Blood samples were collected from consenting participants at the time of the interview. Cases were enrolled within 6 months of diagnosis. Blood was kept in coolers with cold packs until delivered to the laboratory for processing. Subjects who preferred to have the blood draw in their doctor’s office were provided a FedEx® specimen package for blood draw, and the blood specimens were shipped to the lab on cold packs. Blood was usually received and processed in the lab within 24 hours. Plasma samples were stored in aliquots at −80°C. The compliance rates for blood collection were 86% for cases and 83% for controls. Participants who gave blood were more likely to be male, White, and to have never smoked compared with those who did not give blood. These groups did not differ according to dietary intake or other risk factors including stage at diagnosis in cases. Odds ratios for colon cancer and dietary and other risk factors did not differ between those who gave blood and those who did not (data not shown).

DNA extraction

Genomic DNA was extracted from peripheral blood leukocytes using the PureGene DNA isolation kit (Gentra Systems, Inc., Minneapolis, MN).

Genotyping

Genotyping was performed using the ABI 7700 Sequence Detection System 5′ exonuclease (Taqman^™) assay. IGF-II, IGFBP-3 and APM1 (Adiponectin) primers and probes were designed using Primer Express^™ oligonucleotide design software (Applied Biosystems, Forster City, CA). For IGF-II the probe was 5′-AAAAGAAGGGCCCCAGA -3′, the F-primer was 5′-GAGTCCCTGAACCAGCAAAGAG -3′, and the R-primer was 5′-AAATTCCCGTGAGAAGGGAGAT-3′. For IGFBP-3, the probe, the F- and R- primers were: 5′-CTCGTGCTCACGCC -3′; 5′-ACACCTTGGTTCTTGTAGACGACAA -3′, and 5′-GGCGTGCAGCTCGAGACT -3′, respectively.

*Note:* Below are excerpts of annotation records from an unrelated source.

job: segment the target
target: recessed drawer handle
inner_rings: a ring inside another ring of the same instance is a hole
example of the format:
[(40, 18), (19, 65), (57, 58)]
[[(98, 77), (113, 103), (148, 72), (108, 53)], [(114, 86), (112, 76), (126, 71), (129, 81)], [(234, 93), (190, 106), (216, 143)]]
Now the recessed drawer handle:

The assay design and conditions were based on the allelic discrimination protocol from Applied Biosystems. Similar PCR reaction conditions were used for these genotype assays. Briefly, reactions were performed in a final volume of 15μl containing 30 ng of genomic DNA, 900nM of each primer, 100nM of each probe, and 0.7X Taqman Universal PCR Master Mix. Amplifications were performed on Perkin Elmer GenAmp® 9700 thermocyclers using the 9600 mode under the following conditions: 50°C for 2 minutes (AmpErase® UNG), 95°C for 10 minutes followed by 35 cycles of 95°C for 15 seconds, and 64°C for 1 minute.

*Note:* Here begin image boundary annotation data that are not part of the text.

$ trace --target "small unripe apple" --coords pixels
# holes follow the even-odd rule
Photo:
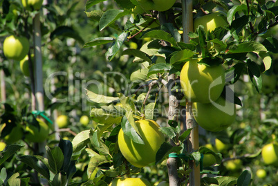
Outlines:
[[[0,151],[3,151],[6,146],[6,144],[3,142],[0,142]]]
[[[59,128],[65,128],[68,126],[68,116],[66,115],[60,115],[56,119],[56,124]]]
[[[20,61],[29,51],[29,41],[26,37],[11,35],[6,37],[3,44],[5,56],[10,59]]]
[[[90,120],[89,119],[88,116],[84,115],[81,116],[80,122],[84,126],[86,126],[89,124],[89,122],[90,122]]]
[[[266,177],[266,171],[265,169],[258,169],[256,171],[256,175],[258,176],[258,178],[264,178]]]
[[[261,156],[266,165],[278,167],[278,145],[273,143],[266,145],[261,149]]]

For Adiponectin genotyping, PCR primers and probes were commercially designed by Assays by Design (Applied Biosystems), and as such the probe and primer sequences are proprietary. The reaction components were as follows: 2X Taqman Universal PCR master mix, 20X Applied Biosystems primer and probe mix and 15 ng of genomic DNA. The reaction conditions were as follows: 50°C for 2 minutes, 1 cycle of 95°C for 10 minutes, followed by 40 cycles of 95°C for 15 seconds, and 60°C for 1 minute.

For all Taqman genotyping assays, plates were read on the ABI 7700 using the allele discrimination protocol. Six of each non-template (water) controls and amplification/genotype controls were included in each run. Positive controls included DNA samples from the Coriell tissue repository that have been previously sequenced by SNP500 cancer [51]. All samples were successfully amplified and genotyped. For each gene, assays were also repeated on 10% of randomly selected samples, and the results were 100% concordant.

IGF-I (CA)₁₉ genotyping methods

Analysis of the cytosine-adenine (CA)_n repeats of the IGF-I gene, located 1 kb upstream from the transcription start site was performed using PCR and fragment analysis. The PCR reactions performed in 50μl volumes, consisted of 10 ng of genomic DNA using 125 nM of each primer (fluorescently labeled forward primer, 5′ 6-FAM-GCTAGCCAGCTGGTGTTATT-3 and reverse, 5′-ACCACTCTGGGAGAAGGGTA-3), 100 μM dNTPs, 1.5 mM MgCl2, and 1.5 units of AmpliTaq Gold polymerase (ABI Applied Biosystems), and standard PCR buffer. Amplification cycles included one cycle of 15 minutes at 95°C, 35 cycles consisting of 30 seconds at 95°C (denaturation), 30 seconds at 64°C (annealing), and 1 minute at 72°C (elongation), and a final elongation step at 72°C for 7 minutes. Amplified PCR products were purified over QIAquick purification columns (Qiagen), followed by a 1:100 dilution. The diluted product (10μl) was mixed with loading buffer (80% formamide, 5mM EDTA, 50 ug/uL Blue Dextran) and ROX GeneScan-350 size standard (ABI) followed by denaturing for 5 minutes at 95°C and capillary electrophoresis on the ABI-3600 genetic analyzer. Fragment sizing was determined by Genescan analyses software (ABI Applied Biosystems). The fragments ranged in size from 174 to 202 base pairs, depending on the number of CA repeats.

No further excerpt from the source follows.